Cyber crime cases and confusion matrix
Ashish Yadav
Cloud Solution Engineer at HR | ex-Cloud Engineer @ ZNet Technologies | Jenkins(CI/CD pipeline)| AWS Solution Architect
What is a confusion matrix?
a confusion matrix is a metric that is often used to measure the performance of a classification algorithm. let us consider a spam classifier, our classifier needs to determine whether the mail is spam or not. The predicted classes are represented in the columns of the matrix, whereas the actual classes are in the rows of the matrix. We then have four cases. True positives (TP): the cases for which the classifier predicted ‘spam’ and the emails were actually spam.
True negatives (TN): the cases for which the classifier predicted ‘not spam’ and the emails were actually real.
False positives (FP): the cases for which the classifier predicted ‘spam’ but the emails were actually real.
False negatives (FN): the cases for which the classifier predicted ‘not spam’ but the emails were actually spam.
CYBER CRIME
According to Wikipedia, Cybercrime, or computer crime, is a crime that involves a computer and a network. The computer may have been used in the commission of a crime, or it may be the target. Cybercrime may harm someone's security and financial health.
CYBER CRIMES AND CONFUSION MATRIX
Particularly in the last decade, Internet usage has been growing rapidly. However, as the Internet becomes a part of the day to day activities, cybercrime is also on the rise. Cybercrime will cost nearly $6 trillion per annum by 2021 as per the cybersecurity ventures report in 2020. For illegal activities, cybercriminals utilize any network computing devices as a primary means of communication with a victims' devices, so attackers get profit in terms of finance, publicity and others by exploiting the vulnerabilities over the system. Cybercrimes are steadily increasing daily. Evaluating cybercrime attacks and providing protective measures by manual methods using existing technical approaches and also investigations has often failed to control cybercrime attacks. Existing literature in the area of cybercrime offenses suffers from a lack of a computation methods to predict cybercrime, especially on unstructured data. Therefore, this study proposes a flexible computational tool using machine learning techniques to analyze cybercrimes rate at a state wise in a country that helps to classify cybercrimes. Security analytics with the association of data analytic approaches help us for analyzing and classifying offenses from India-based integrated data that may be either structured or unstructured. The main strength of this work is testing analysis reports, which classify the offenses accurately with 99 percent accuracy.

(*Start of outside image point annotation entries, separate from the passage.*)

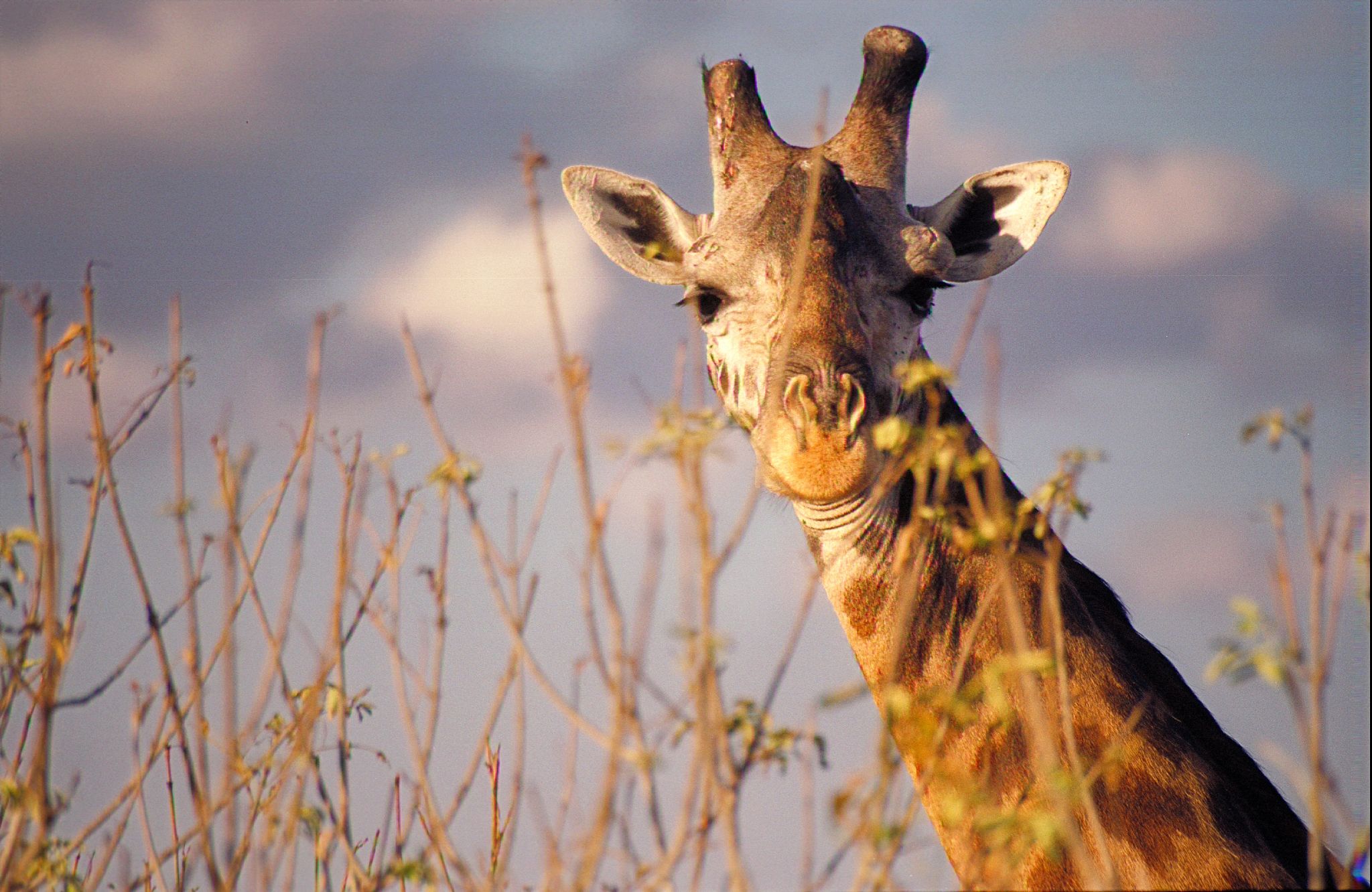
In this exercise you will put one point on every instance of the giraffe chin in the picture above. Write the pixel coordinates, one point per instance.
(823, 467)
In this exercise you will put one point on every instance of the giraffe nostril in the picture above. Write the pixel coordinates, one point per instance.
(799, 404)
(852, 402)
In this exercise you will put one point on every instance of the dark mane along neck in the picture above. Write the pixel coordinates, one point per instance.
(1187, 807)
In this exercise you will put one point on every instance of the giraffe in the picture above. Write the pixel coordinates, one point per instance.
(805, 333)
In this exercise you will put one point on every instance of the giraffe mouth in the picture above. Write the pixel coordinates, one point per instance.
(815, 448)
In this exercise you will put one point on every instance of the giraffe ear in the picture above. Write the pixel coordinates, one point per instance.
(995, 217)
(633, 221)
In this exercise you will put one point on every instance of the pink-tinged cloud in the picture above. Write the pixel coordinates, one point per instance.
(1191, 556)
(475, 281)
(1165, 212)
(184, 76)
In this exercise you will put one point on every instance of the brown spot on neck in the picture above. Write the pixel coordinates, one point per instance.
(862, 603)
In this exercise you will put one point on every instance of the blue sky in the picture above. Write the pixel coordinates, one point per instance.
(268, 161)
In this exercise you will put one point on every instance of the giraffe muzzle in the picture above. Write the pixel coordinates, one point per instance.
(814, 445)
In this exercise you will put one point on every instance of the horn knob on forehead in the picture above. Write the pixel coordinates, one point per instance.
(872, 145)
(740, 136)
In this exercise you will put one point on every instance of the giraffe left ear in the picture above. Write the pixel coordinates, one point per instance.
(633, 221)
(995, 217)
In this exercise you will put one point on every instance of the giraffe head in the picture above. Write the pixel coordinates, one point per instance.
(802, 349)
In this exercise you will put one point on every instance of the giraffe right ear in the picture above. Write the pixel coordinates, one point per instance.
(633, 221)
(995, 217)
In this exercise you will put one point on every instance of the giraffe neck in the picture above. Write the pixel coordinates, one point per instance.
(1187, 807)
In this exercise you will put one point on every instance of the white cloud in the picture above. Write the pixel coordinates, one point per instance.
(1158, 213)
(475, 279)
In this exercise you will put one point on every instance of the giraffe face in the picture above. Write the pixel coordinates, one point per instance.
(803, 333)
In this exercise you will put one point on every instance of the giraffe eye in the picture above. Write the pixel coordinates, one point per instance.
(707, 303)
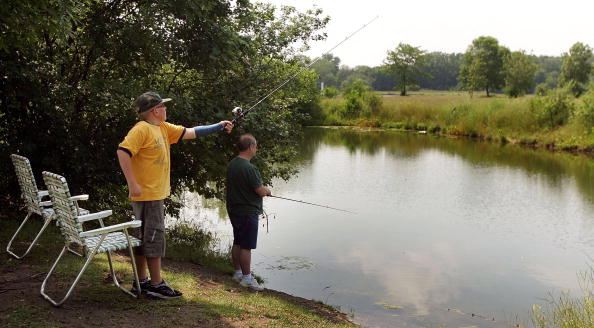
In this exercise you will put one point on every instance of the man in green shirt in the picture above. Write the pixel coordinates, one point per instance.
(244, 205)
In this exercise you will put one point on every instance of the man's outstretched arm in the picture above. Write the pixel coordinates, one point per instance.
(203, 130)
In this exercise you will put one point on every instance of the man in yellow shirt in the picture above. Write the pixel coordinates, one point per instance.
(145, 160)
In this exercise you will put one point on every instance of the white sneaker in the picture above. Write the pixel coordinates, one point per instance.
(251, 283)
(237, 276)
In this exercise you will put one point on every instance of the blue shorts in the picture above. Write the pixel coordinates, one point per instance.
(245, 230)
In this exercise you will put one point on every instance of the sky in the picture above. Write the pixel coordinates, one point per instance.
(542, 27)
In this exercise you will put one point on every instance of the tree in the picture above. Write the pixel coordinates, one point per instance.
(442, 69)
(327, 69)
(406, 63)
(71, 70)
(482, 66)
(519, 71)
(576, 68)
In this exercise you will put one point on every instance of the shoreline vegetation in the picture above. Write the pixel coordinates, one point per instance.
(555, 121)
(211, 298)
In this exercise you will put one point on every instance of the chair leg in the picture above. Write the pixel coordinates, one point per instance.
(45, 225)
(87, 262)
(115, 279)
(133, 261)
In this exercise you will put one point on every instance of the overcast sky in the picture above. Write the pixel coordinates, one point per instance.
(540, 27)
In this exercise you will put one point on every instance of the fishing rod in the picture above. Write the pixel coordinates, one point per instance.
(239, 113)
(300, 201)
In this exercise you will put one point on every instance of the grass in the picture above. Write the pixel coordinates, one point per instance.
(496, 118)
(211, 298)
(565, 311)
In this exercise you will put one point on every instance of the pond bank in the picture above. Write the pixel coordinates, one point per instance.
(533, 143)
(211, 299)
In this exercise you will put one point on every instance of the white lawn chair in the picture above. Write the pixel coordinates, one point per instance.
(100, 240)
(32, 198)
(33, 201)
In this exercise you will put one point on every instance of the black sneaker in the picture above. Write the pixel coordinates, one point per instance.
(144, 286)
(162, 291)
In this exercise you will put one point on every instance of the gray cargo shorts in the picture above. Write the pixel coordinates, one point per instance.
(152, 231)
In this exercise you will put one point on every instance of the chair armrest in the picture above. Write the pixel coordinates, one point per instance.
(94, 216)
(79, 197)
(115, 227)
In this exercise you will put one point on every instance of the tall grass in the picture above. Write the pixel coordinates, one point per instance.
(567, 312)
(553, 120)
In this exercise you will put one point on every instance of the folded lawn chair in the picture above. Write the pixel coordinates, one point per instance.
(100, 240)
(33, 200)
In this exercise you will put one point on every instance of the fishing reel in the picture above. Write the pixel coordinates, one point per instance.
(237, 112)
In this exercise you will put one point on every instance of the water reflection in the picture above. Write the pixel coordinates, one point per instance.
(449, 232)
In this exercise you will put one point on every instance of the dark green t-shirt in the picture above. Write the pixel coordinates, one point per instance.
(242, 180)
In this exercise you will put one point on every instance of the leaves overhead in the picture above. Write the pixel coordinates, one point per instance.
(72, 69)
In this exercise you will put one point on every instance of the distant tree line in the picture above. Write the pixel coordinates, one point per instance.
(485, 66)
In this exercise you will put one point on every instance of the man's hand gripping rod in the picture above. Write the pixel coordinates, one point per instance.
(239, 113)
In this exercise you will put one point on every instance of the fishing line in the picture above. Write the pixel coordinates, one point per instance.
(300, 201)
(240, 113)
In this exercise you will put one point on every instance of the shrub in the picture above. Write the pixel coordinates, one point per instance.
(553, 109)
(330, 92)
(584, 114)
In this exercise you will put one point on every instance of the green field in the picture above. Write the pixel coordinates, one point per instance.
(527, 120)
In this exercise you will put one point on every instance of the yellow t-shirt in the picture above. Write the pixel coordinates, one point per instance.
(148, 146)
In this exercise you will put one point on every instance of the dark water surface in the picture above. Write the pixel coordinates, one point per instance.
(449, 232)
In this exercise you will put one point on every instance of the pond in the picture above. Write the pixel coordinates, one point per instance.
(450, 232)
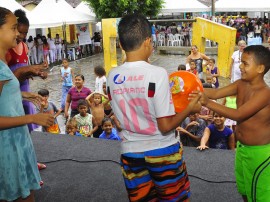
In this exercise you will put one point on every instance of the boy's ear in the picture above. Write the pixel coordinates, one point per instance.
(261, 69)
(148, 42)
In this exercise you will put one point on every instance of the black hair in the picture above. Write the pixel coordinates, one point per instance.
(79, 75)
(82, 102)
(30, 39)
(193, 62)
(133, 29)
(21, 17)
(43, 92)
(105, 120)
(100, 71)
(213, 60)
(3, 14)
(45, 41)
(181, 67)
(261, 55)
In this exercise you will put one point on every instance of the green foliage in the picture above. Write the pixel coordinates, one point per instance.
(118, 8)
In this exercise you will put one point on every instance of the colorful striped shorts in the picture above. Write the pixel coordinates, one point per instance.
(156, 175)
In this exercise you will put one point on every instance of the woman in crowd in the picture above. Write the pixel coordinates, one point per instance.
(75, 94)
(235, 73)
(198, 57)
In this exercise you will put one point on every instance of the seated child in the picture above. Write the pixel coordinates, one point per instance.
(230, 102)
(97, 109)
(217, 135)
(108, 112)
(49, 108)
(85, 121)
(193, 69)
(209, 81)
(191, 130)
(109, 132)
(71, 127)
(181, 68)
(212, 70)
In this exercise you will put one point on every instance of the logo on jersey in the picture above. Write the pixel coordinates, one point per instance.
(118, 79)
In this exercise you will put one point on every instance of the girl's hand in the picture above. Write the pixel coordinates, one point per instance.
(202, 147)
(194, 103)
(203, 99)
(43, 119)
(66, 115)
(35, 98)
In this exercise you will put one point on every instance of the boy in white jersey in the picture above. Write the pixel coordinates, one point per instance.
(141, 100)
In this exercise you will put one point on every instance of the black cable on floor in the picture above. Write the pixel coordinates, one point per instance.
(116, 162)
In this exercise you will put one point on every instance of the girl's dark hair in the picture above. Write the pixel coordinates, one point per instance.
(21, 17)
(45, 41)
(82, 102)
(3, 14)
(105, 120)
(30, 39)
(133, 30)
(100, 71)
(43, 92)
(80, 75)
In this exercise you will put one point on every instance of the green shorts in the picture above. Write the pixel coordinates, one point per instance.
(252, 171)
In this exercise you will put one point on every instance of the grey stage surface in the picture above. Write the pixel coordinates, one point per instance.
(71, 181)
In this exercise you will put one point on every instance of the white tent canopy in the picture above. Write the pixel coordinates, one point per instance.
(181, 6)
(85, 8)
(52, 13)
(12, 5)
(242, 5)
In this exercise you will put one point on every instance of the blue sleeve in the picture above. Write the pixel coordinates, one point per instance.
(228, 131)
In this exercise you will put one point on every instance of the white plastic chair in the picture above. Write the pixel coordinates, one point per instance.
(161, 40)
(170, 40)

Examples, different types of cyber crime:
- Email and internet fraud.
- Identity fraud.
- Theft of financial or card payment data.
- Theft and sale of corporate data.
- Cyberextortion (demanding money to prevent a threatened attack).
- Ransomware attacks (a type of cyberextortion).
- Cryptojacking (where hackers mine cryptocurrency using resources they do not own).
- Cyberespionage (where hackers access government or company data).